Qualche giorno fa mi sono trovata a cena con amici vicentini e – come succede sempre più spesso – ci si è trovati a discutere dei referendum che hanno coinvolto ormai numerosi paesi che hanno espresso il desiderio di "diventare trentini" e dei trentini che non li vogliono. La questione è certamente complessa ma mi ha colpito come i termini diventino di volta in volta sempre più astrattamente identitari e perdano quei connotati di problematicità concreta che invece credo li muovano originariamente. I rappresentanti veneti dovrebbero sentirsi pesantemente criticati da una base elettorale che vuole abbandonarli per farsi amministrare da trentini e friulani, e invece, al contrario, sembrano orgogliosi di aver innescato questo processo; i rappresentanti trentini, d’altro canto, dovrebbero preoccuparsi delle ragioni di un’autonomia che evidentemente non sono più così chiare come le avevano viste nel secondo dopo guerra.
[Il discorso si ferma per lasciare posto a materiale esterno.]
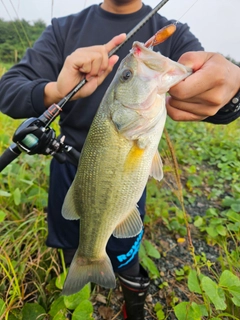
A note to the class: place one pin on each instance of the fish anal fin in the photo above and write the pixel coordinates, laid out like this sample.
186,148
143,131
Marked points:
69,210
157,167
129,227
83,271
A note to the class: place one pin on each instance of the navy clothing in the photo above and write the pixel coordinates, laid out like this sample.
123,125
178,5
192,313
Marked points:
21,96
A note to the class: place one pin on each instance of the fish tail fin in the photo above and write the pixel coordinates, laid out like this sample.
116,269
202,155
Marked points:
83,271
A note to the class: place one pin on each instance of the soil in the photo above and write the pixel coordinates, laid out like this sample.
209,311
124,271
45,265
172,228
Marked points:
174,256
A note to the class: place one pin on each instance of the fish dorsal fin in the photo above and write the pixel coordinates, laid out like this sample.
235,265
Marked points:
157,167
69,210
129,227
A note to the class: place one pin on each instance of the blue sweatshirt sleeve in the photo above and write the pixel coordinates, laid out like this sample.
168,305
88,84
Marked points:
22,87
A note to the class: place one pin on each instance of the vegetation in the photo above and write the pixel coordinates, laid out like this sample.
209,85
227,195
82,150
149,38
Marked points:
201,163
30,275
16,36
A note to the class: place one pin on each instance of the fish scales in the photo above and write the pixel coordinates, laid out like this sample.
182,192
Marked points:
119,154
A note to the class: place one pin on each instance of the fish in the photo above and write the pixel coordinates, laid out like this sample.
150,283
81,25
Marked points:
118,156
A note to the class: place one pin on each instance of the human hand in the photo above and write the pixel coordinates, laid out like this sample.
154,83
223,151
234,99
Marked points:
92,63
214,81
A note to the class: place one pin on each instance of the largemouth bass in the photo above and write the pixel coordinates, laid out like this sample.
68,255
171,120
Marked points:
119,155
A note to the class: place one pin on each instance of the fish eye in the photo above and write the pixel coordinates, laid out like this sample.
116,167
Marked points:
126,75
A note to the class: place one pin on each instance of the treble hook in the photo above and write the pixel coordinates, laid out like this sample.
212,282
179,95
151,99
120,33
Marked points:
160,36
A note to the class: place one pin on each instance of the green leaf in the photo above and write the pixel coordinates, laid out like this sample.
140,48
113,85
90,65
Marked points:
193,282
152,268
72,301
151,250
188,311
233,216
83,311
231,283
160,315
61,315
235,207
33,311
2,307
58,307
17,196
212,232
2,216
4,193
221,230
215,294
60,281
228,279
180,310
198,222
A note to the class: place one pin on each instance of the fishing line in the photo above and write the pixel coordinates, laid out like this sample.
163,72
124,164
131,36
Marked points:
14,25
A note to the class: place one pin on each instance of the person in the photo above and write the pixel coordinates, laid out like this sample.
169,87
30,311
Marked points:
208,93
55,64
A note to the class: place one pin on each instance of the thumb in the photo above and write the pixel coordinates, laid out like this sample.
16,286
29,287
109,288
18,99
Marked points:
115,42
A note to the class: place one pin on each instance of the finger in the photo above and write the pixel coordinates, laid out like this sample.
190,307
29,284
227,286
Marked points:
200,80
199,109
179,115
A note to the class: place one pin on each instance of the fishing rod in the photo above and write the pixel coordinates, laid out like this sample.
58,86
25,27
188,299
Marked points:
34,135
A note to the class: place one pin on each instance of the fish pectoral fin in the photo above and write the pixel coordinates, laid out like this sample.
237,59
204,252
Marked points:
69,210
83,271
157,167
129,227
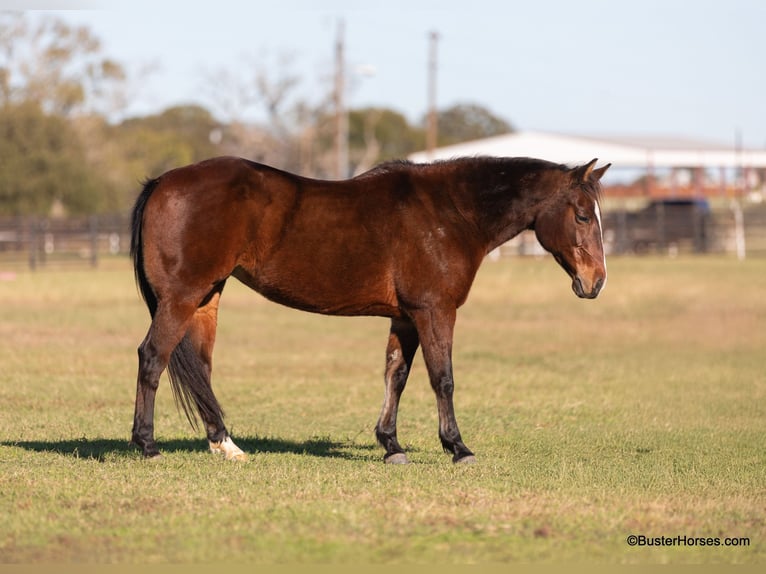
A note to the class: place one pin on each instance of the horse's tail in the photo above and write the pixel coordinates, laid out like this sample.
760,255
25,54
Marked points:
137,247
189,375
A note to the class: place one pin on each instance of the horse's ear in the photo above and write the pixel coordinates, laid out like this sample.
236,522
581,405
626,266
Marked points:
597,174
586,172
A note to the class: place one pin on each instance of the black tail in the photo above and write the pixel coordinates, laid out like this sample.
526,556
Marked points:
189,375
137,247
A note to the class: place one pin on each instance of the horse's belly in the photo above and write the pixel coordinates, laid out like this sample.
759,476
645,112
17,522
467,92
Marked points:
310,286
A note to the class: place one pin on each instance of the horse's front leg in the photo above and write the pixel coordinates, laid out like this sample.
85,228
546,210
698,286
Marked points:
402,344
435,329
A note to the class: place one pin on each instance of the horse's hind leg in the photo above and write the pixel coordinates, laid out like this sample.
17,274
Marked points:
168,327
402,344
436,330
201,334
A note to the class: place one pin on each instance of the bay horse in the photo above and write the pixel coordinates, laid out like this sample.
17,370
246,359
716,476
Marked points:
402,241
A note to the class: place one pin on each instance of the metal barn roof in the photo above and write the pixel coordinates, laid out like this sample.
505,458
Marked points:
621,152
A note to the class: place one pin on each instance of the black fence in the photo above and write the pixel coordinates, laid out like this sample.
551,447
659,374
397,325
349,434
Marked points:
39,242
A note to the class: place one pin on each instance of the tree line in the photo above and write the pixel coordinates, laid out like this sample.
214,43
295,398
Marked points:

All’indomani della Grande Guerra, il 7 giugno del 1919, il Veloce Club di Rovereto e la Federazione Ciclistica trentina organizzarono un’iniziativa curiosa, che riproduceva altri eventi simili che si erano succeduti negli anni precedenti negli stessi luoghi, probabilmente con le stesse persone, forse quel giorno qualcuna in meno a causa dei lutti inferti dalla recente guerra. Si trattava del "pellegrinaggio" in bicicletta ai confini che dividevano l’Impero Austro-Ungarico dal Regno d’Italia, per guardarlo e quasi toccarlo da dietro la stanga della dogana di Ala. Questa volta, ormai "redenti", i trentini si erano recati sulla ex frontiera per sancire una rinascita, quasi una palingenesi. Per gli organizzatori si trattava di "un intendimento unico per la rigenerazione fisica come un solo pensiero per la bellezza dell’idea e la forza morale di essa, nelle terre nostre segnate da un destino acerbo ma pure beneficate dallo spirito della vita nuova. A riannodare le fila, a ricongiungere gli anelli di quella catena che fu e rimane infrangibile per noi, di fede e di amore".